In American Psycho the potential of the ‘accidental’ information, generated by the massive online advertisement mechanism is turned into a whole work. It tells a story through the generated advertisement parasites exploiting a unstoppable commercial mechanism, transducing a literature work into the language of advertisement through the ‘quoting email’ which then become active agents in the process.
Finally, why can’t a hybrid art book be a proper catalogue of artworks? Les Liens Invisibles, an Italian collective of net artists have assembled their own, called Unhappening, not here not now (Les Liens Invisibles). It contains pictures and essential descriptions of 100 artworks completely invented but consistently assembled through images, generated titles and short descriptions, including years and techniques for every ‘artwork’. Here a whole genre (the art catalogue or artist monograph) is brought into question, showing how a working machine, properly instructed, can potentially confuse what we consider to be ‘reality’. The catalogue, indeed, looks and feels plausible enough, and only those who read it very carefully can have doubts about its authenticity.

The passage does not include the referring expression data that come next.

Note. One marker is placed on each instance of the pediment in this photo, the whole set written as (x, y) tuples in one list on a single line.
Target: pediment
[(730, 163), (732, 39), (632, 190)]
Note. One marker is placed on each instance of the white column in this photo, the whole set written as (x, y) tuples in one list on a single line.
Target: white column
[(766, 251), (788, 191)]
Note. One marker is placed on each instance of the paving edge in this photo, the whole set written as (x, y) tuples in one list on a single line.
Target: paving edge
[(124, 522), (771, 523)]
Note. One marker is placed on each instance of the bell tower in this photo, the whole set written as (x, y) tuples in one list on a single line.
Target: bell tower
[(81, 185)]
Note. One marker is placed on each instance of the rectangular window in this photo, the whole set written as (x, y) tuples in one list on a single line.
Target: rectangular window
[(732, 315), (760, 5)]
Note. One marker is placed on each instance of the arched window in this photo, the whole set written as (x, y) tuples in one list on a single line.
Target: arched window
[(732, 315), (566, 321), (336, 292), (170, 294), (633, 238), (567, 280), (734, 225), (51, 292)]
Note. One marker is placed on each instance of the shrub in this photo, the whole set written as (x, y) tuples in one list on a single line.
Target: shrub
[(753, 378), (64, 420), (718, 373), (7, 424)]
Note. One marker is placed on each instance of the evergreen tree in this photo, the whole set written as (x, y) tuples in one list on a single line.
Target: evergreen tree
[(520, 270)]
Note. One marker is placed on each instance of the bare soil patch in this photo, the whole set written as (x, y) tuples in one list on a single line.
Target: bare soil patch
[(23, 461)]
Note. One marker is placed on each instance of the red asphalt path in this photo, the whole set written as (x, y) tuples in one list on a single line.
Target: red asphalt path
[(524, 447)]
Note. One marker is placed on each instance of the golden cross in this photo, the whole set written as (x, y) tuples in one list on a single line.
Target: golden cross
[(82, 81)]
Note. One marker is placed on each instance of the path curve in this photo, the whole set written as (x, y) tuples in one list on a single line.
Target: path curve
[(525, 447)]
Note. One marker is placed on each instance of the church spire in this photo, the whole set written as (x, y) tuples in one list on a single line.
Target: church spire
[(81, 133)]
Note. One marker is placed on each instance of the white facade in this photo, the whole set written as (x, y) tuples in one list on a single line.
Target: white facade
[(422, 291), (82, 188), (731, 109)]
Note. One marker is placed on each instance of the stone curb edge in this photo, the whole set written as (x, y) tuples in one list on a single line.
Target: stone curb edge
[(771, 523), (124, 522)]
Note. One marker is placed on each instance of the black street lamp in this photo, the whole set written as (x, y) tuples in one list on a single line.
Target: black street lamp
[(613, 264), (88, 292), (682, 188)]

Categorising these publications under a single conceptual umbrella is quite difficult and even if they are not yet as dynamic as the processes they incorporate, it’s not trivial to define any of them as either a ‘print publication’ or a ‘digital publication’ (or a print publication with some digital enhancements). They are the result of guided processes and are printed as a very original (if not unique) static repository, more akin to an archive of calculated elements (produced in limited or even single copies) than to a classic book, and so confirming their particular status. The dynamic nature of publishing can be less and less extensively defined in terms of the classically produced static printed page. And this computational characteristic may well lead to new types of publications, embedded at the proper level. It can help hybrid publications function as both: able to maintain their own role as publications as well as eventually being able to be the most updated static picture of a phenomenon in a single or a few copies, like a tangible limited edition. And since there is still plenty of room for exploration in developing these kind of processes, it’s quite likely that computational elements will extensively produce new typologies of printed artefact, and in turn, new attitudes and publishing structures. Under those terms it will be possible for the final definitive digitalisation of print to produce very original and still partially unpredictable results.